If you'd like to help, please contact me. I would like as much feedback as I can get on my poems and stories so that I have ideas for revision. I would greatly appreciate any feedback you can give, and I do mean you, whoever is reading this, please, please consider helping. Leave a comment or email me.
mandybri @ mac.com

Finally I have some things for my senior seminar class to wrap up, including a massive project that is overdue. That's a priority. Focusing on my writing is a priority. Getting in touch with my attorney about the kids' situation is a priority. Cleaning my house is a priority; tomorrow--a day off, finally!--the kids and I are putting up our tree, doing crafts, and spending a nice holiday day together. But pn my day off I have to be dressed professionally, resume in hand, to do a videotaped and analyzed mock interview for class at 9am. I have a meeting to attend and the newspaper to proofread after that, plus I really need to run to the store. I've been out of bread for weeks and I scarcely eat outside of leftovers at work. Also, a friend is coming over Saturday night. I really need to clean. But like today, I got up, did schoolwork, ran to school, ran to the bank (they don't like it when your account reaches zero), ran home, and now I've got to run to work. I won't make it home until 9pm and I'll be tired.

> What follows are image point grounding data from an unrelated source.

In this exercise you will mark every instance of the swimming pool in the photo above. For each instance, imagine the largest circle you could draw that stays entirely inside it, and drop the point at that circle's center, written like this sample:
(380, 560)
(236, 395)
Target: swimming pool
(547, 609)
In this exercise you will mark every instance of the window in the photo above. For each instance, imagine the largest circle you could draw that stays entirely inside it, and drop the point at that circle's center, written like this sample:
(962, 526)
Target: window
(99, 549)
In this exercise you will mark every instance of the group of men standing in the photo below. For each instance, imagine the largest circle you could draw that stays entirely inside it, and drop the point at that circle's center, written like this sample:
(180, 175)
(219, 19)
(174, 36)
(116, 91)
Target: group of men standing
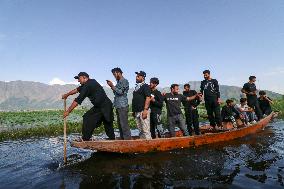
(147, 105)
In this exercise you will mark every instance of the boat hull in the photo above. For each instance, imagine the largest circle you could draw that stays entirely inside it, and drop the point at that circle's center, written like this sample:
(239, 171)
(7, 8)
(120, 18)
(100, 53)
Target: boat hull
(165, 144)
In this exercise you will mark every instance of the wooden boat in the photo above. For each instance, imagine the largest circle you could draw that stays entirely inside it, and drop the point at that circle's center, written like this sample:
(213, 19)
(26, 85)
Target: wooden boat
(165, 144)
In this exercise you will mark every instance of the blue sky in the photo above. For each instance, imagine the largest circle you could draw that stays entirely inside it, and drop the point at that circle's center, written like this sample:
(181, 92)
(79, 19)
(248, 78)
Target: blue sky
(174, 40)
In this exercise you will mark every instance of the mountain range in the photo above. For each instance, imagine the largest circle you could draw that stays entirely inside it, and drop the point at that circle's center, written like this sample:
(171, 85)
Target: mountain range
(28, 95)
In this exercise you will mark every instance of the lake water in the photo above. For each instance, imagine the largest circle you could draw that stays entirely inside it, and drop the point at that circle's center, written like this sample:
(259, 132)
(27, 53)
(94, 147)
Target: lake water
(256, 161)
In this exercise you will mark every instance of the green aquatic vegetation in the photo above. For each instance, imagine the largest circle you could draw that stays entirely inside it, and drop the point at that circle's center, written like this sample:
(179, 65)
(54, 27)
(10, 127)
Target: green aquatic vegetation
(26, 124)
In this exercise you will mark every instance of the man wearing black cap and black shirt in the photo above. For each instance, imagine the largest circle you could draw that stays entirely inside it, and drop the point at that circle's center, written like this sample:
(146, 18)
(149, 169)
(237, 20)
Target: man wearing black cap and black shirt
(156, 106)
(173, 101)
(101, 112)
(140, 105)
(120, 102)
(249, 89)
(191, 112)
(210, 88)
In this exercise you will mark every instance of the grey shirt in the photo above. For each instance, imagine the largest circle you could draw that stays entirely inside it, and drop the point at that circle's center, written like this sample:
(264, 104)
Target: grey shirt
(120, 93)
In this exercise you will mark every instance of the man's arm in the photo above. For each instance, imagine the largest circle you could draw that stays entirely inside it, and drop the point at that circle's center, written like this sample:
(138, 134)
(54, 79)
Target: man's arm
(217, 88)
(202, 87)
(119, 89)
(74, 91)
(70, 109)
(159, 102)
(191, 98)
(268, 99)
(146, 107)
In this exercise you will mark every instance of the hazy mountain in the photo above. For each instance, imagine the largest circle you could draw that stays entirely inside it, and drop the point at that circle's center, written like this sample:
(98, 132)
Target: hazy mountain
(26, 95)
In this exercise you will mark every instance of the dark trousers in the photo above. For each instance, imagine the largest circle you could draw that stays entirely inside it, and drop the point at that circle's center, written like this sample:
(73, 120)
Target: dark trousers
(253, 103)
(93, 119)
(213, 112)
(155, 120)
(192, 116)
(266, 111)
(122, 120)
(179, 121)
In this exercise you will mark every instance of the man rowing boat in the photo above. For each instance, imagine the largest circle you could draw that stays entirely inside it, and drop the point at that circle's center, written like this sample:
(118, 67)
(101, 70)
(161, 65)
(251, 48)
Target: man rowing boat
(101, 112)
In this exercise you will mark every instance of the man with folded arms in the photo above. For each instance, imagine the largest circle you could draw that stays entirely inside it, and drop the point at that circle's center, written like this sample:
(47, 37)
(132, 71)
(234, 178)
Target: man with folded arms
(140, 105)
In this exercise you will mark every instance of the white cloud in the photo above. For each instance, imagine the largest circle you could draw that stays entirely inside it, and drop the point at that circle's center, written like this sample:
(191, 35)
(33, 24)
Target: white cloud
(57, 81)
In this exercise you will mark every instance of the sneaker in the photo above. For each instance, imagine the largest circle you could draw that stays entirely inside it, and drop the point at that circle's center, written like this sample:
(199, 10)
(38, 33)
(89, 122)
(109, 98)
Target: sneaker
(253, 122)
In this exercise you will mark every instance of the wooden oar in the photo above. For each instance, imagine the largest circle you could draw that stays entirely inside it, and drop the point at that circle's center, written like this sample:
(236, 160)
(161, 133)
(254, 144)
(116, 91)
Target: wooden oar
(65, 135)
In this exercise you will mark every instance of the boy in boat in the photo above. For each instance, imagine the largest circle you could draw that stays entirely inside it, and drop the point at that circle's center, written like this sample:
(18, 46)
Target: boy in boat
(156, 106)
(210, 88)
(173, 101)
(246, 112)
(265, 103)
(229, 113)
(191, 112)
(140, 105)
(101, 112)
(249, 89)
(120, 102)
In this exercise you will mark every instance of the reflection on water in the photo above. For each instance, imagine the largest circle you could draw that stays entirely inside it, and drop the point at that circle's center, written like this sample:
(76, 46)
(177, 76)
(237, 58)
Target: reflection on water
(252, 162)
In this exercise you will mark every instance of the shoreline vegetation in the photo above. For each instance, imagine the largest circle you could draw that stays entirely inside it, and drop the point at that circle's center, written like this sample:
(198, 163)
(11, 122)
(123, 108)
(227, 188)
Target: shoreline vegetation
(46, 123)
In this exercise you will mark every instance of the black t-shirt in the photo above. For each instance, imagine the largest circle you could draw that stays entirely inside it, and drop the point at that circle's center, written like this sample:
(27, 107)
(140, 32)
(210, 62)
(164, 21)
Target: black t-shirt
(139, 98)
(210, 88)
(188, 104)
(156, 107)
(173, 102)
(264, 104)
(94, 91)
(228, 111)
(250, 87)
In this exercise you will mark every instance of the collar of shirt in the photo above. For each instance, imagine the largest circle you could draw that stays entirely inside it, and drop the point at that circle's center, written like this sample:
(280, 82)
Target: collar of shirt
(139, 85)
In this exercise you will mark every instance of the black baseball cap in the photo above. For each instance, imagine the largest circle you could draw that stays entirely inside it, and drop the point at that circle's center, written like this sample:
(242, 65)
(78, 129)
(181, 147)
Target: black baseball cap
(141, 73)
(81, 74)
(154, 80)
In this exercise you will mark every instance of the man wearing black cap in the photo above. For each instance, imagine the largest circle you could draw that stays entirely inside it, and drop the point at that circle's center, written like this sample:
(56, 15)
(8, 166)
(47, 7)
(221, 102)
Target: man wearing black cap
(249, 89)
(140, 105)
(120, 102)
(156, 106)
(101, 112)
(210, 88)
(190, 108)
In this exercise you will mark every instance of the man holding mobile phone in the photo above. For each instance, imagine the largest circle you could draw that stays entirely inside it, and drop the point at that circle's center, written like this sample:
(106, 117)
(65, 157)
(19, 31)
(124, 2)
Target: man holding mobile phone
(120, 102)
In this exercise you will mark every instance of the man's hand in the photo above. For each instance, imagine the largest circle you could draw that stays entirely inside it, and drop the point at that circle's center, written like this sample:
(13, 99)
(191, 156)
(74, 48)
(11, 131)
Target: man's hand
(144, 114)
(219, 100)
(199, 95)
(110, 83)
(65, 114)
(65, 96)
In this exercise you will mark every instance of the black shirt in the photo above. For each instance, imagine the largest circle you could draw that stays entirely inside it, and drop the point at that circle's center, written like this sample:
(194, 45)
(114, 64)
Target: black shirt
(193, 103)
(156, 107)
(139, 98)
(250, 87)
(264, 104)
(94, 91)
(228, 111)
(210, 89)
(173, 102)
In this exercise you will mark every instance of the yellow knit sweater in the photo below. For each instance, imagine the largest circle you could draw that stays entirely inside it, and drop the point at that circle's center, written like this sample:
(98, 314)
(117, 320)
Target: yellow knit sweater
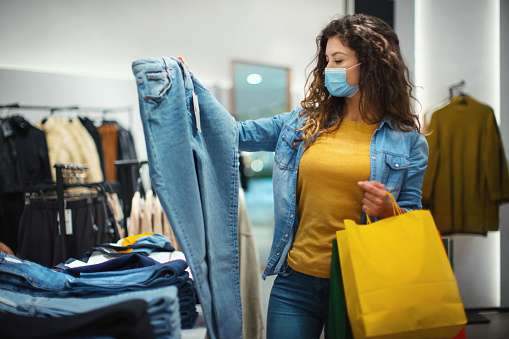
(327, 193)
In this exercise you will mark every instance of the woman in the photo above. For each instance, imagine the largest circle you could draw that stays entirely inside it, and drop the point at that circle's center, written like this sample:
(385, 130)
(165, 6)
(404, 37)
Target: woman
(354, 138)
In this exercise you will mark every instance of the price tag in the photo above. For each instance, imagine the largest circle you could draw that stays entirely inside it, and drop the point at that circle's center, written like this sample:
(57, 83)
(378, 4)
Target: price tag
(68, 222)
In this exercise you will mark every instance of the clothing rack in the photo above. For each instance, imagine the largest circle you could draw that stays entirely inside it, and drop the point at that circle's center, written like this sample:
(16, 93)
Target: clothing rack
(55, 109)
(124, 166)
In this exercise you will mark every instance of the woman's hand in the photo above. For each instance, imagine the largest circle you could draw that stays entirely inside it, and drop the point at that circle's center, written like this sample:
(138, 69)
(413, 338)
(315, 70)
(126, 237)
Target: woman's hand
(376, 202)
(5, 249)
(183, 61)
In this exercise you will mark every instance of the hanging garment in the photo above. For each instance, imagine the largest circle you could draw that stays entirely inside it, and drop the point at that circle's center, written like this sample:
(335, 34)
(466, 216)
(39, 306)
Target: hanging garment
(92, 130)
(24, 162)
(127, 151)
(252, 322)
(88, 224)
(88, 150)
(466, 178)
(157, 216)
(135, 217)
(62, 146)
(146, 214)
(191, 144)
(109, 136)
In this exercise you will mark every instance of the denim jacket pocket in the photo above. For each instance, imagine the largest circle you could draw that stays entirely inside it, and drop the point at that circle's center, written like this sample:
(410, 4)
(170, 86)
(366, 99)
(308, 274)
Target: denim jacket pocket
(395, 171)
(157, 84)
(286, 153)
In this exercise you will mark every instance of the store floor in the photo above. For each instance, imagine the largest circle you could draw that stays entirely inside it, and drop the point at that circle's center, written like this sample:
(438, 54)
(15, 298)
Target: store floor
(260, 207)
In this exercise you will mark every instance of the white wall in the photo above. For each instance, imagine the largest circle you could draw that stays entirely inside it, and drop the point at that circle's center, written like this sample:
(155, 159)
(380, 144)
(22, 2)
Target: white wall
(103, 37)
(80, 52)
(459, 40)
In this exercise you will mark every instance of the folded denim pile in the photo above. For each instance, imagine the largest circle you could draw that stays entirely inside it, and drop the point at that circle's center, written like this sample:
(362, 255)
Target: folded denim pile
(163, 293)
(142, 250)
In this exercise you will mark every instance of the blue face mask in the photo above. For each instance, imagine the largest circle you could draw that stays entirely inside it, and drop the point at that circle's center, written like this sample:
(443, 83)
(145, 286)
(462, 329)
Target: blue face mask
(335, 81)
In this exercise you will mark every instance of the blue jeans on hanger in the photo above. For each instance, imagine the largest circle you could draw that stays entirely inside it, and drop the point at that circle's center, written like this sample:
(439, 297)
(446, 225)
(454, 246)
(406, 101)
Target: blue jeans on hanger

I just reminded myself, though, that I've been through this before. Many times before. And yes, it seems impossible and it feels stressful, but I always manage, don't I? I always accomplish it in the end. So I'm going to do my best to keep my fretting to a minimum. It's a particularly lovely holiday season for me. I'm not sure why, but it feels happy and peaceful and all the things it should. When I'm at work with where the Christmas trees are up and tChristmas music is piped throughout the building, I'm doing my part to assist the elderly and I feel good. I need to focus on helping others, pretty snow and other blessings and trust that I can manage school, work, home, and family. Because I can.

2 Comments

Dear Mandy,
I am very glad that things continue to work out for you. You are taking on a lot of projects and/or duties at the same time. However, having once decided to achieve a certain task, achieve it at all costs of tedium and distaste. The gain in self-confidence of having accomplished a tiresome labor is immense.
I am an old, retired, nut case. If you would like, I would be honored to review your works.
Once again, it is great that things are moving up for you. Not by dumb luck, but by your own personal strength.
Very Sincrely and Respectfully Yours,
- Chuck

Such a tizzy. Good work on the paper! Better get some good coffee and an extra quart of lamp oil, as you will have to burn up as much of it as you can to do evertything. You have some good pieces you can pull from your blog. I remember "Alcohol" to be stellar and insightful, beyond your years. It is your work, so pull it into the portfolio, quick, Let me know what to do to help if I can. I am back in Western Kentucky. Probably for Christmas and January. But if it starts to snow here I will get a blow dryer and make it all go away.